At first, Jesse Jr. seemed to wilt under the pressure. As a rambunctious boy, he earned the nickname “Fella”—as in the “baddest fella” on the block. He became such a handful that when he was 12, his parents sent him to a Catholic military school in Indiana, where he received regular paddlings for “conduct unbecoming a cadet.” When his father began to consider a run for the presidency, he sent Jesse Jr. to the Washington prep school St. Albans to be educated “with the Mondales and the Bushes,” as the Reverend Jackson later explained. There, Jesse Jr. became a standout football player but struggled academically and was twice suspended—one time for sneaking a girl into his dorm room and the other for cheating on a calculus test.
It wasn’t until Jesse Jr. went to North Carolina A&T State University, the historically black school where his parents had met, that he seemed to find his niche—and one far different from the one his father had occupied. While Jesse Sr. had been the Aggies’ star quarterback and a member of Omega Psi Phi, Jesse Jr. quit football after one season and never joined a fraternity. Instead, he fell in with a group of “geeky, civil-rights, philosophy nerds,” as Mark Anthony Middleton, one of Junior’s best friends at A&T, puts it. He was active in politics, organizing anti-apartheid demonstrations and voter-registration drives, but he was primarily a behind-the-scenes player. Rather than run for student-body president, as his father had, Jesse Jr. managed the campaigns of his friends. “He decreased so that we might increase,” Middleton recalls. “He didn’t want to be out front.”

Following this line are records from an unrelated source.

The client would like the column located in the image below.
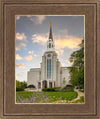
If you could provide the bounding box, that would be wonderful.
[47,81,49,88]
[41,81,42,89]
[52,81,54,88]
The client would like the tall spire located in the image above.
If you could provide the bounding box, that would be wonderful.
[47,22,55,51]
[49,22,53,40]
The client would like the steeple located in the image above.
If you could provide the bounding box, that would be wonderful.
[49,22,53,40]
[47,22,55,51]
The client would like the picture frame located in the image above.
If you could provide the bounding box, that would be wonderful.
[0,0,100,119]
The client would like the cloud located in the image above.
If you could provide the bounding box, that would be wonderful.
[16,54,23,60]
[16,64,25,69]
[27,16,46,24]
[16,72,27,79]
[34,54,40,58]
[28,51,34,55]
[16,16,20,20]
[16,73,21,78]
[16,33,27,51]
[32,33,48,45]
[23,72,27,75]
[25,55,33,61]
[55,37,82,49]
[32,32,82,50]
[56,49,64,56]
[16,33,27,41]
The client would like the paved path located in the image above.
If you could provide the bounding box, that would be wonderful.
[70,89,84,102]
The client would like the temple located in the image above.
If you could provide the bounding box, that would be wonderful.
[27,23,70,89]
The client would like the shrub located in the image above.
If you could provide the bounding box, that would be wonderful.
[16,87,24,91]
[27,85,35,88]
[65,85,73,88]
[42,88,55,92]
[61,86,74,92]
[54,87,61,91]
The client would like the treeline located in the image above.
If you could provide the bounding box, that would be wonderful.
[16,80,27,91]
[16,80,35,91]
[68,39,84,89]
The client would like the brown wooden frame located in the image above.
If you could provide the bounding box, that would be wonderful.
[0,0,100,119]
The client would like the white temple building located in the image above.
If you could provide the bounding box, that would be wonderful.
[27,23,70,89]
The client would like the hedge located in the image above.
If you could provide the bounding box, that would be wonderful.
[61,86,74,92]
[16,87,24,91]
[42,88,55,92]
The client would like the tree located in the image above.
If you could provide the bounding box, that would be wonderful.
[16,80,27,89]
[68,40,84,89]
[21,81,27,88]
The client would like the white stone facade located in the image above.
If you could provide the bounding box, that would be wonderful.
[27,23,70,89]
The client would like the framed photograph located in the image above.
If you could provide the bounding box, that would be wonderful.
[16,15,85,104]
[0,0,100,119]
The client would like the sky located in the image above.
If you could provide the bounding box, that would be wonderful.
[16,15,84,82]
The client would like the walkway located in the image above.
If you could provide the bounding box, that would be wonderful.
[70,89,84,102]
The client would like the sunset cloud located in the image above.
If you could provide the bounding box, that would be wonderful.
[16,33,27,41]
[32,34,48,45]
[16,54,23,60]
[25,55,33,61]
[27,16,46,24]
[16,32,27,51]
[32,32,82,50]
[34,54,40,58]
[16,64,25,69]
[28,51,34,55]
[55,37,82,49]
[16,73,21,78]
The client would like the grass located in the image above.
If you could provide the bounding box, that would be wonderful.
[16,91,78,103]
[72,96,84,103]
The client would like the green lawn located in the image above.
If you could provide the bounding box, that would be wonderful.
[16,91,78,103]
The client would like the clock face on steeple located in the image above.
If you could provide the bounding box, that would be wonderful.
[48,54,51,57]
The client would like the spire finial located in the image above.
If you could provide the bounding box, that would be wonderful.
[50,22,52,28]
[49,22,53,40]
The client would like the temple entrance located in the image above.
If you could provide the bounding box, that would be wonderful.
[42,80,47,88]
[38,82,41,89]
[49,82,52,88]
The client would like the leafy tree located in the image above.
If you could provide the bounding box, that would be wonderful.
[21,81,27,88]
[16,80,21,88]
[68,39,84,89]
[16,80,27,89]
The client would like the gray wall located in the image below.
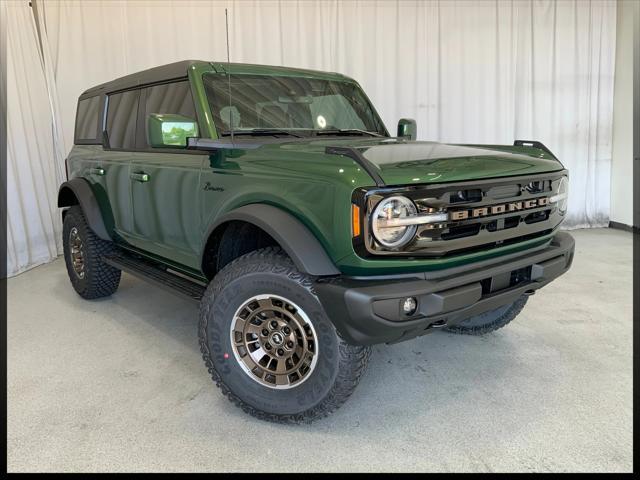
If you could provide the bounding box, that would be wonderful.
[611,0,636,227]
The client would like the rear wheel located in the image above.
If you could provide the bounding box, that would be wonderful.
[444,296,529,335]
[62,205,121,299]
[199,247,371,424]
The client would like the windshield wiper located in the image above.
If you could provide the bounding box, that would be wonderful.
[314,129,382,137]
[221,129,304,138]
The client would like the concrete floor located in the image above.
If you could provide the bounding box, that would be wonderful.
[7,228,633,472]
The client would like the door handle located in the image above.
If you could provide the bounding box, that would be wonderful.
[89,167,105,176]
[130,172,150,183]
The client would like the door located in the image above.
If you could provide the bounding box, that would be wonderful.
[100,89,141,242]
[128,81,205,270]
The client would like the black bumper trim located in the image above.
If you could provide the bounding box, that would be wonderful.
[315,232,575,346]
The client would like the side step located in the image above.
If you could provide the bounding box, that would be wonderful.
[103,250,206,303]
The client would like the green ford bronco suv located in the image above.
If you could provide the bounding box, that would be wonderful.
[59,60,574,423]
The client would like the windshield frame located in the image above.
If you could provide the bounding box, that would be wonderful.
[202,72,389,139]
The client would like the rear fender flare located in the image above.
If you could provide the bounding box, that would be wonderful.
[58,178,112,241]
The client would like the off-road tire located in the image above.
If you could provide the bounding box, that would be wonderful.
[199,247,371,424]
[62,205,121,299]
[444,296,529,335]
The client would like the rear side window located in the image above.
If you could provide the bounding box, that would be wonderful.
[74,96,101,144]
[106,89,140,150]
[142,81,197,147]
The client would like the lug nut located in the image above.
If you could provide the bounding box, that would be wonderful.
[261,329,269,336]
[265,343,272,350]
[277,348,285,356]
[283,326,291,334]
[287,341,294,348]
[270,320,278,329]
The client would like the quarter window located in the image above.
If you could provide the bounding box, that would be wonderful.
[74,96,101,143]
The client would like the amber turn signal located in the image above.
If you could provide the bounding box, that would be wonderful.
[351,204,361,237]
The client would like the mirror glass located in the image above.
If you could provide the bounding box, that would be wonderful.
[397,118,417,141]
[161,122,198,146]
[147,113,198,148]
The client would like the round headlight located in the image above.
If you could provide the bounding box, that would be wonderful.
[371,196,417,248]
[556,176,569,215]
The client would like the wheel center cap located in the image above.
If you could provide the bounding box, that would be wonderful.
[270,332,285,346]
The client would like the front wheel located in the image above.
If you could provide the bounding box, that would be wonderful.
[198,247,371,424]
[444,296,529,335]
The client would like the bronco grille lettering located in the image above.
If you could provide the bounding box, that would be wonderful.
[450,197,549,221]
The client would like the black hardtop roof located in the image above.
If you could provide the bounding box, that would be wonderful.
[79,60,206,98]
[79,60,351,99]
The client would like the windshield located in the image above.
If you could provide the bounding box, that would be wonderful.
[203,73,387,137]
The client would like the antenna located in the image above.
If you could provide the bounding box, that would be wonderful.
[225,8,234,143]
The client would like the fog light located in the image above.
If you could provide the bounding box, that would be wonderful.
[402,297,418,315]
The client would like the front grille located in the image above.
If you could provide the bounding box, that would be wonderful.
[354,171,566,258]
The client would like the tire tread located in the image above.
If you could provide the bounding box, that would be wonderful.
[198,246,371,424]
[444,295,528,335]
[63,206,121,299]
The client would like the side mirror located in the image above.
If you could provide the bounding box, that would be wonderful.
[397,118,417,141]
[147,113,199,148]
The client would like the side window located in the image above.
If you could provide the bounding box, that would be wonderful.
[74,96,101,144]
[143,81,197,147]
[106,89,140,150]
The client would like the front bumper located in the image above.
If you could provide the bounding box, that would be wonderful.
[315,232,575,345]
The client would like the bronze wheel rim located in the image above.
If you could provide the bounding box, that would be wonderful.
[229,294,318,389]
[69,227,85,279]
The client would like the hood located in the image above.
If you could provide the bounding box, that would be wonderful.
[255,138,564,186]
[208,136,564,187]
[351,140,563,186]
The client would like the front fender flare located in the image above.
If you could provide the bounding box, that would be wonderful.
[58,178,112,241]
[205,204,340,277]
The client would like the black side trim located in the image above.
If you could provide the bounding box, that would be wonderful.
[514,140,557,159]
[325,146,385,187]
[104,250,205,303]
[203,204,340,276]
[57,178,111,241]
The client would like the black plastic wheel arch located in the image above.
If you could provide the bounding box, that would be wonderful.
[203,204,341,277]
[58,178,112,241]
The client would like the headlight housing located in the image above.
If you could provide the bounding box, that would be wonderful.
[551,176,569,215]
[371,196,418,248]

After college, Jesse Jr. stayed in that role, becoming a top adviser to his father and, in the process, forging a far closer relationship with a man who, for much of his life, had been a remote figure. In the early nineties, Jesse Jr. was appointed national field director of the Rainbow Coalition and set about trying to bring some order to his father’s notoriously chaotic political operation. Working in the group’s headquarters in Washington, he installed a then-state-of-the-art computer system and created a weekly fax newsletter, JaxFax, that provided talking points to clergy, college professors, and radio stations. He wanted to build the Rainbow Coalition into a real national political organization—one that wouldn’t exist just to assist his father’s quixotic presidential campaigns but would support, and actually help to elect, candidates up and down the ballot. In the process, he hoped that he might instill in his father a discipline and political focus that he’d always lacked.
But his father resisted. Part of it was generational. “Reverend was a technophobe,” Frank Watkins, a longtime Jackson adviser who was the coalition’s political director at the time, says. “He accused Jesse and me of loving computers more than loving people.” But the elder Jackson also seemed threatened by his son’s plans. “Reverend was about Reverend,” one Jackson adviser says. “He just wanted to keep Rainbow the way it was.”